Pourbus painted this Last Judgement for the courtroom of the Liberty of Bruges, a wide administrative area around the city. Christ is surrounded by saints while the graves on earth burst open and the dead rise again. He sends the chosen ones to heaven and the sinners to hell. The muscular figures are reminiscent of Michelangelo’s Last Judgement in the Sistine Chapel, with which Pourbus was familiar from prints.

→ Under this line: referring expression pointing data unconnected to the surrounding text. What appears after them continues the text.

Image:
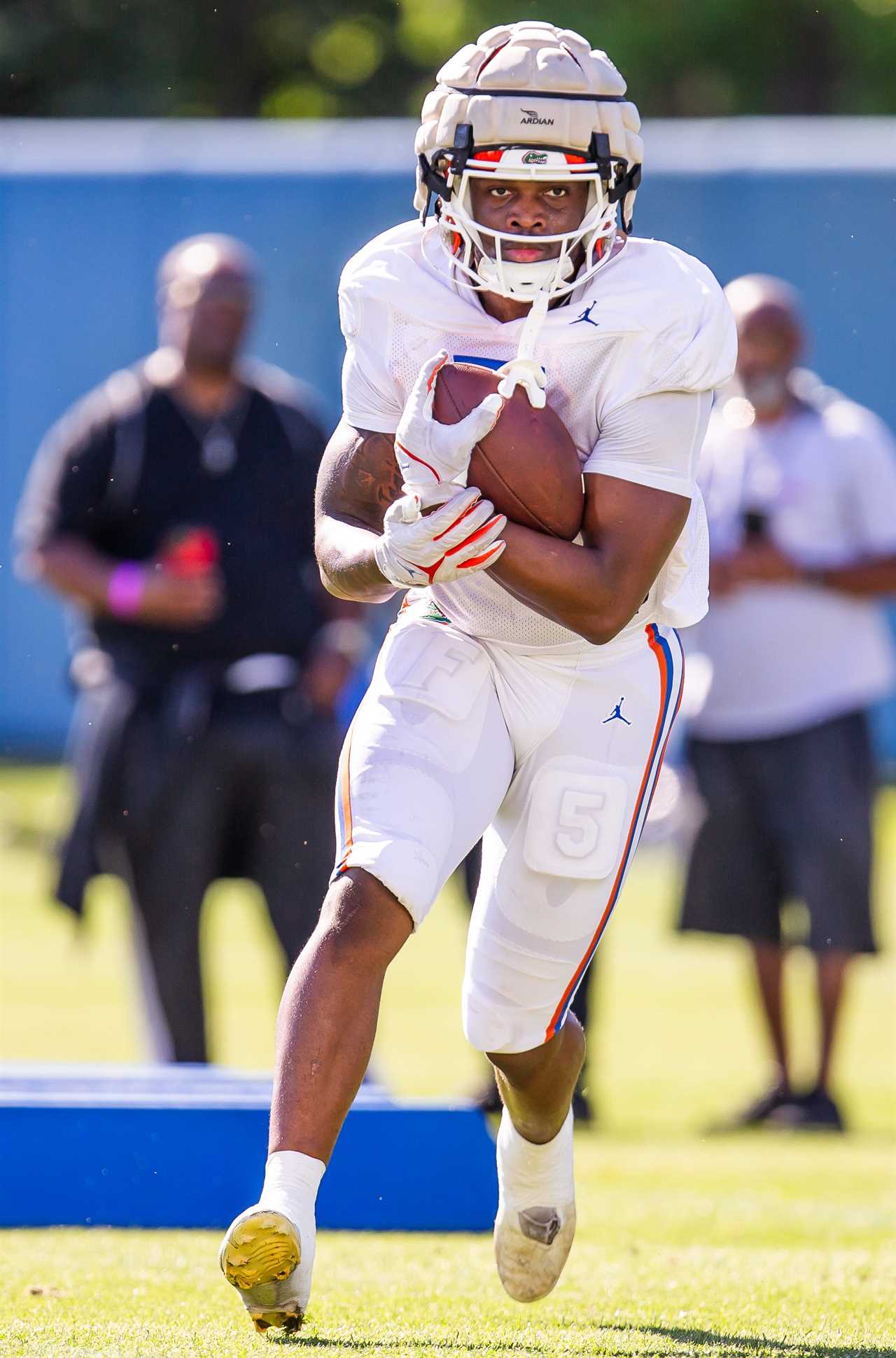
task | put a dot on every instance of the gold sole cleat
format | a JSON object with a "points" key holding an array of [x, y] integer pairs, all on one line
{"points": [[258, 1255]]}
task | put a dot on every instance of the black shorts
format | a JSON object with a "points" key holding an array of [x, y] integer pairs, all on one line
{"points": [[785, 818]]}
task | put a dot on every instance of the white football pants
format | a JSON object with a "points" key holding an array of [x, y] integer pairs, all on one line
{"points": [[553, 756]]}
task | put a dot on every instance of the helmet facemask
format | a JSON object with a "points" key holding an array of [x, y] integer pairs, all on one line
{"points": [[478, 250]]}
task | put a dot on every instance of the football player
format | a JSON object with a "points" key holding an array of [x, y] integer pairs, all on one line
{"points": [[530, 685]]}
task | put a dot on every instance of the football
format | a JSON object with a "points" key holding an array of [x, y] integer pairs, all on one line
{"points": [[527, 466]]}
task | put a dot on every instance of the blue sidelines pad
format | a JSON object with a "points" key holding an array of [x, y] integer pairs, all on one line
{"points": [[186, 1145]]}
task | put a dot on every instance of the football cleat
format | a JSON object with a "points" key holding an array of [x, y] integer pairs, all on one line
{"points": [[531, 1248], [260, 1255]]}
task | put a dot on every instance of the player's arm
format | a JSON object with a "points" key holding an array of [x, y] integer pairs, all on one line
{"points": [[371, 534], [358, 481], [638, 487], [629, 530]]}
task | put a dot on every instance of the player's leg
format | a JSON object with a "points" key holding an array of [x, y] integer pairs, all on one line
{"points": [[554, 863], [424, 769]]}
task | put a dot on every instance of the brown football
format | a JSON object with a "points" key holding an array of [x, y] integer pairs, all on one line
{"points": [[527, 466]]}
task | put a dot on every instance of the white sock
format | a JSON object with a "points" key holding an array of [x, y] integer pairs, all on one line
{"points": [[291, 1186], [536, 1177]]}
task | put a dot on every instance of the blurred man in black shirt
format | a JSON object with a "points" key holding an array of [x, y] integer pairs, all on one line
{"points": [[173, 506]]}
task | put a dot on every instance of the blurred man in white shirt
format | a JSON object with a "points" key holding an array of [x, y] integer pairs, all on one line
{"points": [[800, 490]]}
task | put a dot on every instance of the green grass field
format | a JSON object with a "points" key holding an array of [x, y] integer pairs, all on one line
{"points": [[767, 1245]]}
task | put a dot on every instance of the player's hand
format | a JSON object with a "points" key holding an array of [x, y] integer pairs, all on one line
{"points": [[527, 374], [458, 538], [433, 458], [170, 601]]}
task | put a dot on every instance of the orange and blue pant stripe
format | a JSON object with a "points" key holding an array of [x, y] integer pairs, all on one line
{"points": [[671, 675]]}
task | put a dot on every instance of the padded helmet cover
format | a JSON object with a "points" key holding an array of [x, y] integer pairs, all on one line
{"points": [[530, 85]]}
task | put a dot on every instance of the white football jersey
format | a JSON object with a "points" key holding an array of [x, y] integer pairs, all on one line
{"points": [[653, 319]]}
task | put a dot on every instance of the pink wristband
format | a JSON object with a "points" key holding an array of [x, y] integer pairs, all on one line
{"points": [[124, 593]]}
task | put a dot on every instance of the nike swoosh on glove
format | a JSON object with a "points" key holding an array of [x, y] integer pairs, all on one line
{"points": [[433, 458], [452, 541]]}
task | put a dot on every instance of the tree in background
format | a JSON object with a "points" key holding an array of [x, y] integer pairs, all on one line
{"points": [[316, 59]]}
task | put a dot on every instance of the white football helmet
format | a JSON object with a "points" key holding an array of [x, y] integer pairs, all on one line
{"points": [[528, 101]]}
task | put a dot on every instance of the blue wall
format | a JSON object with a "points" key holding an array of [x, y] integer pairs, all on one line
{"points": [[76, 282]]}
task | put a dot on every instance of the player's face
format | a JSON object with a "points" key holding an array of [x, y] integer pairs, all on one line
{"points": [[206, 317], [527, 208], [767, 348]]}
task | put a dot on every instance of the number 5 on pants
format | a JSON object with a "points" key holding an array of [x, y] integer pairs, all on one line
{"points": [[575, 822]]}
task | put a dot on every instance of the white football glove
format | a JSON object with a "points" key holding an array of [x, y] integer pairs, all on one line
{"points": [[433, 458], [458, 538]]}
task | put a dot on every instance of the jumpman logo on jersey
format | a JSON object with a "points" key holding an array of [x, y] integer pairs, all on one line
{"points": [[585, 315], [617, 714]]}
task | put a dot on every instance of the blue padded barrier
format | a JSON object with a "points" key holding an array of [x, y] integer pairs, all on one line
{"points": [[185, 1146]]}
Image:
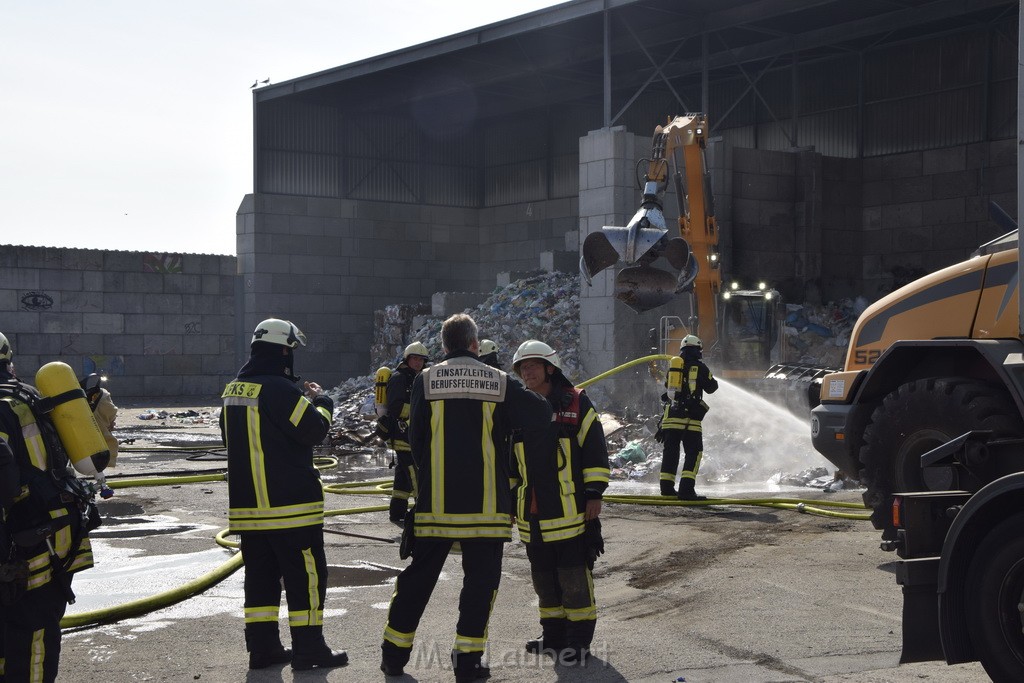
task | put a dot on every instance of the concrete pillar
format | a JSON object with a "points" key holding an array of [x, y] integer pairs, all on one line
{"points": [[610, 333]]}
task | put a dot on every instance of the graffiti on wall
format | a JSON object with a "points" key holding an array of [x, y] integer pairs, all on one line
{"points": [[37, 301], [108, 366], [162, 263]]}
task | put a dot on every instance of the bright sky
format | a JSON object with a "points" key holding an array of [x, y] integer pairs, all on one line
{"points": [[128, 125]]}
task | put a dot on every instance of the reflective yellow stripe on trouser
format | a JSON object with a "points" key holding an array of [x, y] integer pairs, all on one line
{"points": [[36, 666], [470, 644], [313, 615]]}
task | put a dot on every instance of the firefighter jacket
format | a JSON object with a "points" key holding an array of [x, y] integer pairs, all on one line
{"points": [[399, 388], [462, 415], [688, 408], [269, 429], [559, 472], [43, 493]]}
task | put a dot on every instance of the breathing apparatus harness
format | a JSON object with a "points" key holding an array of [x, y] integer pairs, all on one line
{"points": [[55, 486]]}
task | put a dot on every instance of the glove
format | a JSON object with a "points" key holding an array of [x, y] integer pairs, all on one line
{"points": [[408, 544], [396, 513], [595, 542]]}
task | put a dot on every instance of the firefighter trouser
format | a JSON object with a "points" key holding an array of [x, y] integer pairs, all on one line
{"points": [[297, 557], [692, 442], [404, 481], [481, 567], [564, 589], [30, 631]]}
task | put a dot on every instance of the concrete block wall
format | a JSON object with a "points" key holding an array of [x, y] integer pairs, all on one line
{"points": [[763, 227], [329, 264], [926, 210], [839, 226], [158, 325], [611, 333], [513, 237]]}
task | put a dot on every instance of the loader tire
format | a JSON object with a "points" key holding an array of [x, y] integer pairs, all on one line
{"points": [[994, 592], [918, 417]]}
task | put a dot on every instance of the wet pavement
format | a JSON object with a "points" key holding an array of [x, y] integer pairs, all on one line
{"points": [[723, 593]]}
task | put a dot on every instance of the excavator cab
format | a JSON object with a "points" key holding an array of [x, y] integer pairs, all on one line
{"points": [[659, 265]]}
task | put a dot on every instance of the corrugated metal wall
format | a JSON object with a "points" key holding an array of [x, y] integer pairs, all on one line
{"points": [[943, 91]]}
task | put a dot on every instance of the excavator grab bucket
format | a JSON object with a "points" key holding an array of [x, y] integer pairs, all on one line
{"points": [[642, 288], [639, 286]]}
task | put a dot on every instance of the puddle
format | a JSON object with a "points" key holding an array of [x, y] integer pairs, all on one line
{"points": [[346, 575], [122, 574], [122, 520]]}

The Last Judgement by Pieter Pourbus was commissioned by the Alderman’s Chamber of the Brugse Vrije (the Liberty of Bruges), an independent castellany located around Bruges, with its seat at the Burg in Bruges. Justice was administered in this chamber. The painting served as an exemplum iustitiae, a reminder for the judges to be fair-minded. After all, as the Last Judgement
shows, everyone, including the judges, will stand trial at the End of Time. A painting by Gillis van Tilborgh from 1656 portrays a court session at this location. Pourbus’s work is clearly recognizable on the left. It faces a sculpted fireplace with Charles V (on the right in the painting) at the centre, who is almost stepping out of his wooden frame into the room and thus features prominently. He is surrounded by his ancestors. These figures are part of an intricate iconographic scheme that emphasizes that Charles is the only true sovereign of the Brugse Vrije and that the judges administer justice in his name. Not only does God follow the judges’ actions, but the emperor is watching too.